Putting on lipstick is something I rarely do. I am more of a lip gloss girl...I toss it in my purse and put it on at stoplights. But lipstick? Not so much. I wore some for a wedding recently, and the slick berry pigment slid on, reminding me why I dislike it so much. It's thick and sticky, and every sip of water tastes slightly waxy. But there's something about lipstick that reminds me, even amid wax-flavored sips, that I am a girl. There's something feminine, even romantic about old-fashioned red lipstick. Rob Bell reminded me of this when he talks about the experience of Colonel Gonin's experience in the Bergen Belsen concentration camps in WWII. The colonel remembers "It was shortly after that the British Red Cross arrived that a very large quantity of lipstick arrived. It was not at all what we wanted. We were screaming for hundreds and hundreds of other things...I dont know who asked for lipstick. I wish so much that I could discover who did it, it was the action of sheer genius, sheer unadulterated brilliance. I believe nothing did more for these internees than the lipstick. Women lay in bed with no sheets but with red scarlet lips. You saw them wandering around with nothing but a blanket, but with scarlet lips. I saw a woman dead on a table, and she was clutching a piece of red lipstick. At last, someone had done something to make them individuals. They were no longer merely the number tattooed on their arm. The lipstick gave them back their humanity. "
We don't think of these things unless we read about it. I wasn't in Bergen Belsen, I cant imagine the suffering that took place in those walls. But lipstick, I can envision. I can imagine being a girl in that camp, and sliding on that scarlet lipstick. I can imagine the dignity given back to the girls who had been stripped of their femininity. Isn't it funny how lipstick can be about something else? It wasnt about the lipstick. It was about the dignity wrapped up in that little tube of scarlet makeup. I think thats what life is sometimes. Its about loving people, through things that arent even about that. Sometimes I have coffee with friends, at starbucks.
It's not about the coffee.
It's about the humanity wrapped up in that tiny mocha. God uses things to show us...it's not about that. It's always about love. It's ALWAYS ABOUT THAT. Rob Bell calls it "bringing heaven crashing into earth." He says "I have a new hero. Her name is Lil and she is in her late fifties. Early in their marriage, her and her husband decided they would adopt. As they became familiar with the foster care system, they found kids nobody wanted. So they asked for the kids with the most pronounced disabilities, the most traumatic histories. So they have raised over twenty children. When Lil got to this point, she reached down and patted her daughter and said 'this is Crystal. She is 27 years old, but will be about six months old for the rest of her life. She cant walk or talk or move or do anything by herself. She will be like this forever. And I love her so much. My family cant imagine life without her. She makes everything so much better.' What is Lil doing? She is bringing heaven to earth. Instead of labels like 'invalid", 'reject', or 'invalid", Lil sees only 'human'. She has only one response. Love. It makes all the difference"."

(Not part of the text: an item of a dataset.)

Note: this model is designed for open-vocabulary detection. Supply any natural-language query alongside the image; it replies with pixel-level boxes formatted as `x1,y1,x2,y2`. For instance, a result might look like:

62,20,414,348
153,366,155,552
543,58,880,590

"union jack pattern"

See? It's about that. When I go to Starbucks (which, I have realized, is the stomping grounds to learn real compassion for strangers. I am pretty sure God planned it that way. We may think we are just getting a frappachino, but we are really getting a lesson in Love, Jesus style.) There is a guy there, named Downtown Dan. Im sure that Dan has been the brunt of many jokes, and many stabs at his often-funny antics. I have been the producer of such thinking, I admit. But my friend Will captured a moment a while back, a moment captured with film, that changed my thinking about Dan. It's the photo at the top of my post. Look closely, he's reading a book called "crisis".
I dont think the book was about anything really important, but its not about that.
I love that photo. It moved me to tears. Because here is the resident homeless man of Medford, reading a book called Crisis. I hope it hits you as hard as it hit me.
Who has given him his humanity back?
Who has brought heaven crashing into his hell?
Who loves him?
See, like Rob Bell points out, there are "moments when the "enemy" becomes just like me. When a soldier becomes a son. When a prostitute becomes a mother. When they become we. When those become us. When he becomes me. Moments when all the differences dividing us disappear. We are faced with the fact that we are humans. In this together. Marine. Iraqi. Orphan. Family. Pastor. Prostitute. We could be them." I'd add: Middle class college student. Homeless Man.
Them becomes We.
Lipstick hands back dignity.
A handshake to a homeless man gives him back his humanity.
Thats what Love is about.
Its' not about the coffee. or the lipstick. It's about bringing heaven crashing into earth.